Les législateurs de Pennsylvanie ont présenté mercredi le projet de loi HB 2711, qui établit un cadre réglementaire pour les plateformes de marchés de prédiction telles que Kalshi et Polymarket. Déposée par le représentant Tarik Kahn et soutenue par 24 cosignataires issus des deux principaux partis, cette proposition vise à aligner les marchés de prédiction sur des normes de protection des consommateurs similaires à celles qui encadrent les paris sportifs.
Les marchés de prédiction évoluent depuis longtemps à la frontière entre légitimité et controverse. Des études universitaires ont déjà démontré leur capacité à anticiper certains événements. Toutefois, l’incertitude réglementaire demeure leur principal obstacle. Aujourd’hui, des plateformes comme Kalshi et Polymarket incarnent l’évolution du secteur, mais le projet de loi HB 2711 met en lumière les tensions persistantes entre les compétences des autorités fédérales et celles des États.
Protection des consommateurs et garanties d’intégrité
Le projet de loi prévoit plusieurs obligations, notamment la mise en place de programmes d’auto-exclusion et de dispositifs de surveillance destinés à détecter toute manipulation du marché impliquant des employés ayant accès à des informations non publiques. Les opérateurs devront également signaler aux autorités de l’État tout soupçon de délit d’initié.
La croissance des plateformes de marchés de prédiction s’est accélérée de manière exponentielle. Le volume mondial des transactions devrait atteindre entre 240 et 325 milliards de dollars en 2026, contre seulement 15,8 milliards de dollars en 2024. Les analystes estiment que le secteur pourrait dépasser 1 000 milliards de dollars par an d’ici 2033, faisant des marchés de prédiction un pilier des infrastructures financières.
Contrats interdits
Le texte prévoit également des interdictions strictes. Les contrats portant sur des compétitions sportives de lycées ou impliquant des mineurs, l’état de santé d’une personne ainsi que les « marchés de la mort », notamment ceux liés aux assassinats, aux tentatives d’homicide ou aux événements causant de nombreuses victimes, seraient interdits.
Plus de 20 actions en justice et mises en demeure sont actuellement en cours à travers les États-Unis. À titre d’exemple, une coalition de 38 États soutient la position du Maryland selon laquelle les marchés de prédiction relèvent de la législation des États sur les jeux de hasard, selon la National Conference of State Legislatures.
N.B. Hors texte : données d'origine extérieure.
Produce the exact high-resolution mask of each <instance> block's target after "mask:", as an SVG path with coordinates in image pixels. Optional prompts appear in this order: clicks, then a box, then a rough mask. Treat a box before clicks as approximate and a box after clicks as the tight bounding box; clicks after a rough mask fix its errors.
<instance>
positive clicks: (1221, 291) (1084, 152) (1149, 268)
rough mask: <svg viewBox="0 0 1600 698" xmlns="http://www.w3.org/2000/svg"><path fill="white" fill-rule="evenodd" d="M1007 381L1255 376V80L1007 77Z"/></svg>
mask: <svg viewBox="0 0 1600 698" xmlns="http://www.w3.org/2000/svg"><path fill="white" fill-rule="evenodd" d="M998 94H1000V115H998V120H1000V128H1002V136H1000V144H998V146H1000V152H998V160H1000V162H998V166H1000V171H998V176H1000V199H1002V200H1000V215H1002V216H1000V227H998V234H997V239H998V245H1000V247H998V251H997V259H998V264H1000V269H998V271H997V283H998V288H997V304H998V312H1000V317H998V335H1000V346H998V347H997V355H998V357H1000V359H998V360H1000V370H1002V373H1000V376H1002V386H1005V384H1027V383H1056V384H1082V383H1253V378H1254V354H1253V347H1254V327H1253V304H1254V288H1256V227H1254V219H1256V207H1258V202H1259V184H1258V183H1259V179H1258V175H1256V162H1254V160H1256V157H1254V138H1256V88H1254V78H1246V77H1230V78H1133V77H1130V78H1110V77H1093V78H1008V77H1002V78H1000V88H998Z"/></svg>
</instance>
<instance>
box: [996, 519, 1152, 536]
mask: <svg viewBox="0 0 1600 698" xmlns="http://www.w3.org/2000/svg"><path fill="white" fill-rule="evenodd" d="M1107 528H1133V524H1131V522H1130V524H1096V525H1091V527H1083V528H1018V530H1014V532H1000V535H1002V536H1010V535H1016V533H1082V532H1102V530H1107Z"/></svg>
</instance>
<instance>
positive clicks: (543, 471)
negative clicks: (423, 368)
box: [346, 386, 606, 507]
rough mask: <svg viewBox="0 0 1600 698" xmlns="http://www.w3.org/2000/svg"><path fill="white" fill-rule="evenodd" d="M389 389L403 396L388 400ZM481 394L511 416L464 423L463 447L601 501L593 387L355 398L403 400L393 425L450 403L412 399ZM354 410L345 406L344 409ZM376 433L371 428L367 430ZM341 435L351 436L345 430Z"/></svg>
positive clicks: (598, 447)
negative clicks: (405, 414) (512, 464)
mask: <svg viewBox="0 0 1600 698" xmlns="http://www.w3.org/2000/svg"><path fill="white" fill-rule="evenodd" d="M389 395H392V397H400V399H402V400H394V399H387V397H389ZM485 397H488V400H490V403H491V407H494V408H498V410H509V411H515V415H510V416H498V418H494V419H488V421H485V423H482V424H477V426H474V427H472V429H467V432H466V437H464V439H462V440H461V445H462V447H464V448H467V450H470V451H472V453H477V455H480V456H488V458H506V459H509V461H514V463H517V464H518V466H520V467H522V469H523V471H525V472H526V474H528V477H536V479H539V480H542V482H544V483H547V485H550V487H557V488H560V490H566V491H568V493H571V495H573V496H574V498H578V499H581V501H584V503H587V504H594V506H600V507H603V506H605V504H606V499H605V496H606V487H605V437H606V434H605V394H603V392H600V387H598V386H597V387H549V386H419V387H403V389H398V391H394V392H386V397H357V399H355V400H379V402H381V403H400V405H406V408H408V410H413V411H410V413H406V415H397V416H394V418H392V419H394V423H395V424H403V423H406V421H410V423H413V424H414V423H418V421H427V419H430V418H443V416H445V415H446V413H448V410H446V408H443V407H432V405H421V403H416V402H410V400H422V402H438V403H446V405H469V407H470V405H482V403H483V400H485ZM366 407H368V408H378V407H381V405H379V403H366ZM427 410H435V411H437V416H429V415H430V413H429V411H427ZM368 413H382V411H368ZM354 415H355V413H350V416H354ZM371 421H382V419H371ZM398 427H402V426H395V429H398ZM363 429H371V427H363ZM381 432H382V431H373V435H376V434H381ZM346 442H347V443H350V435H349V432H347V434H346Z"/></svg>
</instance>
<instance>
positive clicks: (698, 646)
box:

Restrictions applicables aux opérateurs
Le projet de loi HB 2711 précise en outre : « Un opérateur ne peut proposer un marché de prédiction dans cet État si celui-ci comprend, en tant que fournisseur de liquidité ou teneur de marché, une personne qui exerce sciemment une activité de jeux de hasard dans le cadre normal de ses activités. »
Si cette disposition est adoptée, elle interdirait immédiatement aux opérateurs de paris sportifs titulaires d’une licence, tels que DraftKings et FanDuel, d’exploiter des plateformes de marchés de prédiction en Pennsylvanie.
Les contrevenants s’exposeraient également à de lourdes sanctions. Les amendes civiles pourraient atteindre 10 000 dollars par infraction, tandis que les violations répétées liées aux activités de tenue de marché, aux règles d’exclusion ou aux délits d’initié pourraient être portées à 50 000 dollars.
Les sanctions individuelles pourraient atteindre 50 000 dollars ou le double des bénéfices réalisés ou des pertes évitées. Dans les cas les plus graves, le procureur général pourrait demander au tribunal d’interdire l’activité des opérateurs, tout manquement à cette décision pouvant entraîner des amendes allant jusqu’à 1 million de dollars par jour.
Les prochaines étapes du processus législatif
Le projet de loi a été transmis à la commission de la protection des consommateurs, des technologies et des services publics pour examen. Bien que la Pennsylvanie dispose déjà d’un marché des paris sportifs bien établi, le projet HB 2711 devra encore franchir de nombreuses étapes avant de devenir une loi. Par ailleurs, la Commission des opérations à terme sur matières premières (CFTC) continue d’affirmer que sa compétence soustrait ces plateformes aux restrictions imposées par les États, maintenant ainsi le débat entre juridictions fédérales et étatiques.
À l’international, les marchés de prédiction sont abordés de manière très différente selon les juridictions. L’Union européenne les classe comme des instruments financiers dans le cadre du règlement MiCA, tandis que le Royaume-Uni et plusieurs pays asiatiques les réglementent comme des jeux de hasard ou les interdisent purement et simplement.